Design of a dramaturge

A local playwright's take on crafting life on the stage

Posted

Shakespeare, Mamet, Chekhov, Rabinow. What do these surnames have in common?

They all belong to playwrights.

If you don’t recognize the last, you haven’t seen some of the newest plays to be written and developed in the underground arts hub of Rhode Island.

Rabinow, a resident of Cranston, attended Wheaton College, where he dabbled at playwriting, but it wasn’t until he got to the Trinity Repertory Consortium that he began to seriously venture into it.

“That’s when I started writing correctly,” he said.

Rabinow was at the Consortium to earn his master’s degree in performance but, as is customary for all students, he also took classes in playwriting.

“I thought it was so much fun, and so much less work than acting,” said Rabinow, whose lightning-fast wit always appears in his casual conversation.
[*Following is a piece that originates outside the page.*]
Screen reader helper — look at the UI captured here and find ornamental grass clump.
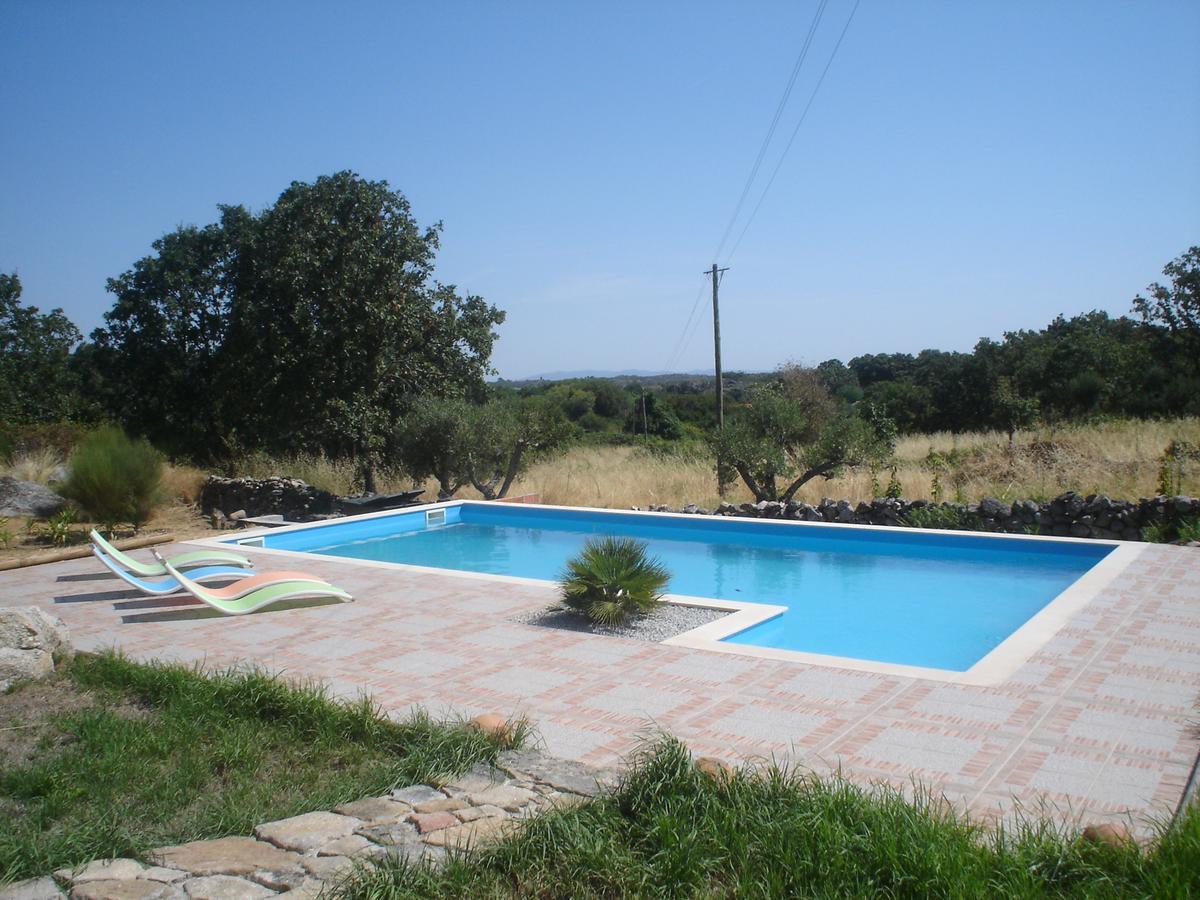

That same wit appears in his plays. Rabinow said he has been serious about writing for about 10 years and has produced 20 shows in various lengths and genres.

“But only about 10 of them are any good,” he joked.

His most recent, a dark comedy called “Vacancy,” opens this week at 95 Empire, AS220’s performance space in downtown Providence.

“It’s a fun night; literally filled with vomit, underwear and violence,” he said. “It’s not at all like ‘Our Town.’”

Rabinow’s most recent piece, written with fellow theater writer Alexander Platt, is not at all like the first play he ever staged.

“In grad school, I wrote a 10-minute play in rhyming verse,” said Rabinow, who wanted to see if it could be done effectively.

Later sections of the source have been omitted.